Q.  Do you think civil society can/should play an active role at Conference of Parties and other forums?
A: As noted earlier, the COPs, by their very definition, are conferences of state-parties to the UNFCCC. Yes, there are non-state party members of the UNFCCC, and thus COPs have a separate event for CSOs, which are not part of official negotiations. Those active in this area may participate in those particular events.

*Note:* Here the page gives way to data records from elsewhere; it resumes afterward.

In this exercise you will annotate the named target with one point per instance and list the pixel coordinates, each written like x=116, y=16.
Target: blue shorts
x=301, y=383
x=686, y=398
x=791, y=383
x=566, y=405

Q.  Some countries make civil society organisations part of government delegation at COP events to demonstrate national strength and unity but Pakistan hesitates to adopt this practice despite the fact that CSOs pay for their own expenses and are not a financial liability. To what do you attribute this reluctance?
A: First of all, to my certain knowledge, no State Party includes CSOs as official delegates. Hence, I would need hard evidence for the statement made above. It is not a matter of who bears expenses. It’s a matter of national stance and accountability. Government officials are paid from the public exchequer, and remain accountable for their actions – a situation that does not hold true for the CSOs, which are at best accountable only to their boards and donors. We have defined roles and should stick to these, coming together when national interest demands and working within our spheres when that is the requirement.

Q.  Are there any plans to engage civil society in climate change discourse through an institutional mechanism and utilise their strength and capacity to strengthen policy, expand outreach, raise awareness, build capacity and work as partners for a common cause?
A: I have excellent relations with the civil society of which, I am likely to become a part in about two years time, God willing. The Ministry does occasionally organise awareness events with different CSOs and other stakeholders. Off hand, I can quote numerous examples of our cooperation with CSOs, but this response will become too long. This practice will continue for national benefit. 

Q.  Is there any monitoring mechanism in place to ensure compliance of National Climate Change Policy?
A: Yes, The institutional hierarchy for this purpose is:

a.    PM Committee on Climate Change
b.    National Committee for Implementation of National Climate Change Policy
c.    Provincial Committee for Implementation of National Climate Change Policy

Q. How much does Pakistan spend on climate financing? Is there any specific plan for institutionalising the review of climate public expenditure and coding the budget?
A: Ministry of Climate Change, through UNDP support has initiated Climate Public Expenditure and Institutional Review study, with the basic aim to create a mechanism for climate financing and budget coding as part of its fiscal framework for budget planning. Their final assessment will determine our expenditure on climate change.